There is a strong need for more dialogue between the city of Ketchum and its businesses. That was the theme of the first forum between Mayor Nina Jonas and some 70 local business affiliates last Thursday night at the Starbucks coffee shop in Ketchum.
Led by city representatives Joyce Allgaier and Deb Burns, the audience communicated with the city via a keypad polling system by answering questions posed by Allgaier.
“The passion for Ketchum, as well as frustration with the current business climate, were the major themes of yesterday’s Business Owners Forum,” Jonas said in a Friday email summarizing the meeting.
More than three-fourths of the participants were veteran business owners with more than 10 years under their belts, according to the polling information. Polling numbers showed that 40 percent of business owners and employees feel as though communication is worse this year than it was last year. The mayor’s polling data revealed a lack of knowledge about existing business organizations and unhappiness with the city’s communication strategies and follow-through.
“There’s a lack of action,” one female participant said. “We go to meetings, but nothing changes. Marketing doesn’t make a difference.”
In response, Allgaier said the Sun Valley Marketing Alliance is a good resource for business owners. Informally called Visit Sun Valley, the organization is a non-government entity that aims to promote and draw visitors to the area. President Arlene Schieven encouraged participants to come to the organization’s meetings and join its email list.
“We’re looking for the city to bring the people to us.”
Owner of Bellissimo
Allgaier asked whether businesses were interested in city-run workshops and which types of workshops would be helpful. The three top choices were networking, advocacy and small-business support. However, not all participants felt that city resources would be better spent on tourism and marketing.
“We’re not looking for workshops,” said Terry Murphy, owner of Bellissimo, a home-décor store. “We’re looking for the city to bring the people to us.”
Numerous business owners said that organizations such as Visit Sun Valley aren’t capitalizing on the uncharacteristically sunny weather this spring in terms of drawing Idaho residents to the area, especially young people.

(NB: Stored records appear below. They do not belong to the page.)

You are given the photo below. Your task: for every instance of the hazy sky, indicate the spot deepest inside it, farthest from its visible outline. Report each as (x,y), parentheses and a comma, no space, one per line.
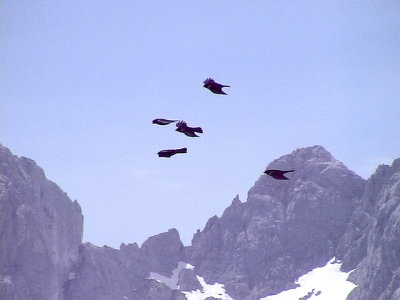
(81,82)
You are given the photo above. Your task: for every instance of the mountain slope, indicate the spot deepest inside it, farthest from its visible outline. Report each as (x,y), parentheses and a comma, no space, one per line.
(40,231)
(371,244)
(286,228)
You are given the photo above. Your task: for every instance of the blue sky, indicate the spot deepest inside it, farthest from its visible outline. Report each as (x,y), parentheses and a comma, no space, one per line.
(81,82)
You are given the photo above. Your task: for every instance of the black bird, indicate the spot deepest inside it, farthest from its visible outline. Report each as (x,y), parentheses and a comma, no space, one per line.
(170,152)
(214,87)
(163,121)
(278,174)
(188,131)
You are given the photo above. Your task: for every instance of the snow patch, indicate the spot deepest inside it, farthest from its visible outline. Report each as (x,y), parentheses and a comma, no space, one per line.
(323,283)
(215,290)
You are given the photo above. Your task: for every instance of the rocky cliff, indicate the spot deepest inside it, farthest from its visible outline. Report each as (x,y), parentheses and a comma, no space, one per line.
(371,243)
(285,228)
(256,248)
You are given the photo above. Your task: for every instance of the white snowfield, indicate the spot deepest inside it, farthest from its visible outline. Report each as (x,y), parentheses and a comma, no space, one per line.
(324,283)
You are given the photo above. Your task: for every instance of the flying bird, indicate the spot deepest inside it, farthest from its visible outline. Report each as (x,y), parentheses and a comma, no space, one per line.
(214,87)
(188,131)
(278,174)
(170,152)
(163,121)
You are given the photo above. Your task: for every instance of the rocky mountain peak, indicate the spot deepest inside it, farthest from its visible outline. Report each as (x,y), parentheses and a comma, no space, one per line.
(285,227)
(163,251)
(255,248)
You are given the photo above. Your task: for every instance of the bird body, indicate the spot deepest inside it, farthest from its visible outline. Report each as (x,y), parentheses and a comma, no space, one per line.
(163,121)
(170,152)
(214,87)
(188,131)
(278,174)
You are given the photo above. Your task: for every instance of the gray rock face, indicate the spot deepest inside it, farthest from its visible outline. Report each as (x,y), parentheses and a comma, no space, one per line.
(285,229)
(371,244)
(40,231)
(163,252)
(107,273)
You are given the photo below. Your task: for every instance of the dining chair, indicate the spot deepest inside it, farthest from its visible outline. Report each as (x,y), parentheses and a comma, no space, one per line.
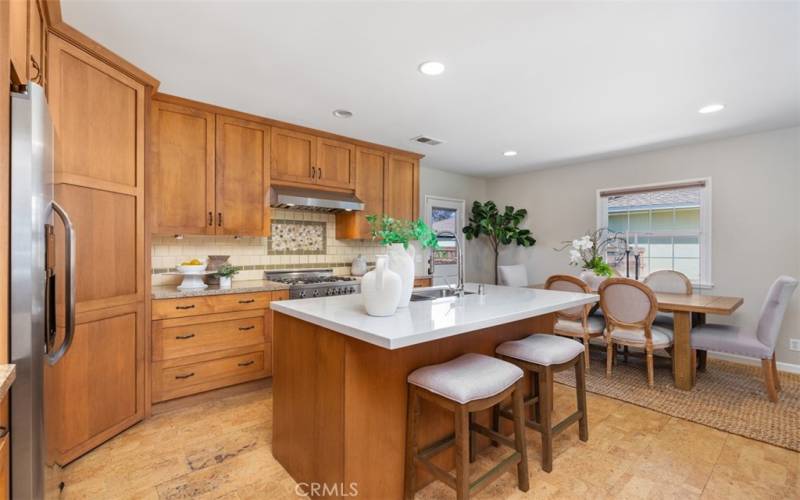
(516,275)
(576,322)
(758,342)
(630,308)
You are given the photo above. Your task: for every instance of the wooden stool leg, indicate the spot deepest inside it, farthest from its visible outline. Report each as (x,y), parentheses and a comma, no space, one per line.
(580,389)
(519,437)
(462,452)
(769,380)
(775,373)
(609,357)
(472,448)
(411,442)
(546,416)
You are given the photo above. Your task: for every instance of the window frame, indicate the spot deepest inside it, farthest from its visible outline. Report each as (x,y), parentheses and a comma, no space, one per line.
(704,236)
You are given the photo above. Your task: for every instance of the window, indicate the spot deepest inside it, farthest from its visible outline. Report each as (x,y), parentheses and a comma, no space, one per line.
(668,225)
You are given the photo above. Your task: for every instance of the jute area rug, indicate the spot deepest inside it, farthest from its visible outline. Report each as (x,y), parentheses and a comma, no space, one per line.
(728,396)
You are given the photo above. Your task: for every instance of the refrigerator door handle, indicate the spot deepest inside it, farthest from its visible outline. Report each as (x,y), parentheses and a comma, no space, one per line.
(69,282)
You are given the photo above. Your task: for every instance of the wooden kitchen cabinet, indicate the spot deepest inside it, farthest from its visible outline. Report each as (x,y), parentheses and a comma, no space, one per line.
(299,158)
(371,174)
(182,141)
(26,42)
(209,173)
(98,113)
(242,177)
(402,187)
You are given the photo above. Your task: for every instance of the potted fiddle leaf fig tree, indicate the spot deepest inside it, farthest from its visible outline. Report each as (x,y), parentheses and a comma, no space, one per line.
(499,227)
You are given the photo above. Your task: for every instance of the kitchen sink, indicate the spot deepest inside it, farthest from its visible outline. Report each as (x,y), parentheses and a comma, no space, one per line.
(438,293)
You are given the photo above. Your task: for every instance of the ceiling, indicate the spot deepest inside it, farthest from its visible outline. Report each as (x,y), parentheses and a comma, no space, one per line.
(557,82)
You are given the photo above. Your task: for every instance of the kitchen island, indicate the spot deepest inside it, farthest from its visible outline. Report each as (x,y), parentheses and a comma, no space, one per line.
(339,379)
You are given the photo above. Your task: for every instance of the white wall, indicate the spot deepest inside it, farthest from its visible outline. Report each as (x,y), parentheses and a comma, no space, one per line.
(755,213)
(450,185)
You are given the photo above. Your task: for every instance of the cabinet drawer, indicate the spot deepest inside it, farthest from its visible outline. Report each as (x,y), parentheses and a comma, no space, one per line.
(210,304)
(188,379)
(187,337)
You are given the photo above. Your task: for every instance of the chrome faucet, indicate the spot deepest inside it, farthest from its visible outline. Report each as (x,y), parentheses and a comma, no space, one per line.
(459,262)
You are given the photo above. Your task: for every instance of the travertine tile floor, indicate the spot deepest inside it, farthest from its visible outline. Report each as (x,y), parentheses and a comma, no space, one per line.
(219,447)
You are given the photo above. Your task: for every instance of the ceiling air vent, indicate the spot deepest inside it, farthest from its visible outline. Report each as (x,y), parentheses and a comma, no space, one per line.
(430,141)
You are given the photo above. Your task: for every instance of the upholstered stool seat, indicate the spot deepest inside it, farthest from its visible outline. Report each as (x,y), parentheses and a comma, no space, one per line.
(468,384)
(541,349)
(543,355)
(467,378)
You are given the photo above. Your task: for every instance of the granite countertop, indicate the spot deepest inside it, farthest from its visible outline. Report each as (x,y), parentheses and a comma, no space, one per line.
(429,320)
(243,286)
(7,375)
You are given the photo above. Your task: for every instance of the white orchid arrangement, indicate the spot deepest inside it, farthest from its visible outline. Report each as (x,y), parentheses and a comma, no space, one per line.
(589,250)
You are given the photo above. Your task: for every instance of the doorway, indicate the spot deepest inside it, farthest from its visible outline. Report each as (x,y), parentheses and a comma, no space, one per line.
(445,214)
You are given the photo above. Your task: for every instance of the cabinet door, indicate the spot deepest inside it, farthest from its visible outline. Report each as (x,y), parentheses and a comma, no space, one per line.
(335,164)
(402,193)
(182,170)
(242,177)
(371,170)
(293,155)
(97,389)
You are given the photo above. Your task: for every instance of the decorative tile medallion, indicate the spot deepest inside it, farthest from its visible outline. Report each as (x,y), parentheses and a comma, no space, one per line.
(297,237)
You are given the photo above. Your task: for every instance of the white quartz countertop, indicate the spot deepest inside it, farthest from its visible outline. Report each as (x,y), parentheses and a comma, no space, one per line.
(429,320)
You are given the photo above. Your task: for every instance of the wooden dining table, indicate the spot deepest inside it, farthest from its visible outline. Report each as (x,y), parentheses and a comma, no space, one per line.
(689,311)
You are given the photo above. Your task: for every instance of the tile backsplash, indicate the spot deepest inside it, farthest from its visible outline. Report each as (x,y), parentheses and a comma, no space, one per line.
(252,254)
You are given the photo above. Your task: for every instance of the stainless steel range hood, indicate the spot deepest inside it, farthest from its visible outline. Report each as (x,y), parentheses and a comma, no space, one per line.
(310,199)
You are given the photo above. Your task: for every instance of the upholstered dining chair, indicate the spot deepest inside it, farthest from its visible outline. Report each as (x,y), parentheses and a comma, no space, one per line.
(515,275)
(758,342)
(576,322)
(629,308)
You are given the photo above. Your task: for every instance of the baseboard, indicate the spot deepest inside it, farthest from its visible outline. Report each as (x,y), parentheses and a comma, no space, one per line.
(782,366)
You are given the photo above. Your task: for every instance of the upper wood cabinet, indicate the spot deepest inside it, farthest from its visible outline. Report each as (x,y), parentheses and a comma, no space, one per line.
(182,169)
(26,42)
(402,187)
(308,159)
(242,177)
(371,174)
(209,173)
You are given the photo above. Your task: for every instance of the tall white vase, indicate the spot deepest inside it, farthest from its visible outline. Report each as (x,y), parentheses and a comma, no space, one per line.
(380,289)
(401,261)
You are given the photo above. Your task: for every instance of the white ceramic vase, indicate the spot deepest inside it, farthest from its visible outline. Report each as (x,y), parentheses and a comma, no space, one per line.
(381,289)
(401,261)
(591,279)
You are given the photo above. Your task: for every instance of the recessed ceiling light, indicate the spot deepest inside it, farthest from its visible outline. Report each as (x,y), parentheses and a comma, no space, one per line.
(711,108)
(431,68)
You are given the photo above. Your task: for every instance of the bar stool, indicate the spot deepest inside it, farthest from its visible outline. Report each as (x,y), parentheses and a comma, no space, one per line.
(467,384)
(542,356)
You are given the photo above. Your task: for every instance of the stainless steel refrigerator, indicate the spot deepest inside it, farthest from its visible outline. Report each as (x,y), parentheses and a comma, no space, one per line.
(34,285)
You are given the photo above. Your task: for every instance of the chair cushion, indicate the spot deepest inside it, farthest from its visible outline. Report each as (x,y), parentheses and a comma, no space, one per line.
(730,339)
(662,337)
(467,378)
(541,349)
(596,324)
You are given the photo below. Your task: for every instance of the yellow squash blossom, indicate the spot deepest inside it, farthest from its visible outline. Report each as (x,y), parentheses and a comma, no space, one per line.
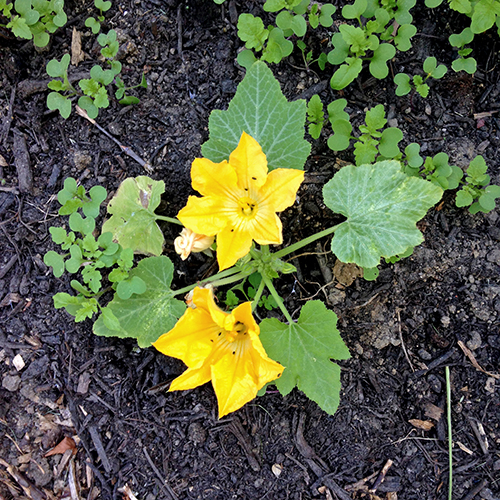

There isn’t much initiative for young people to move to Sun Valley, according to Ryan Kolquist. As a manager of Whiskey Jacques’ restaurant and nightclub, Kolquist said his business could use more help in promoting concerts. He said popular bands draw young people from all over Idaho and there would be a ripple effect on local businesses if the city marketed their events. Other members echoed his sentiment, offering up suggestions to bring back local hot springs and encourage educational initiatives.
“If we don’t go after the youth, it’s only a matter of time before it’s done,” one male participant said.
Entrepreneur Jesse Sheue is attempting to open a restaurant in downtown Ketchum, but is bogged down by “red tape.” He said he had to submit a 31-page design-review application to the Planning and Zoning Commission, despite only making minor modifications to the building, and that the time and money required by the design process could sap his resources.
“It could crush me,” he said.
Jim Kuehn, part-owner of Whiskey Jacques’, said local businesses are frustrated and that the city should survey all business owners, since only a small percentage was represented at the meeting.
“There are 65 people here,” he said. “That’s only 10 percent of business permits [held in this town].”
Jonas said the meeting was the first of many, and that she hopes to hold “roundtable style” discussions with business owners in the near future.
The meeting was meant to touch base with local businesses in a broader sense, not immediately enact policy changes.
“I thought it was great opportunity to get them all together,” Schieven said in a phone interview. “That was not a meeting that was intended to be about marketing.”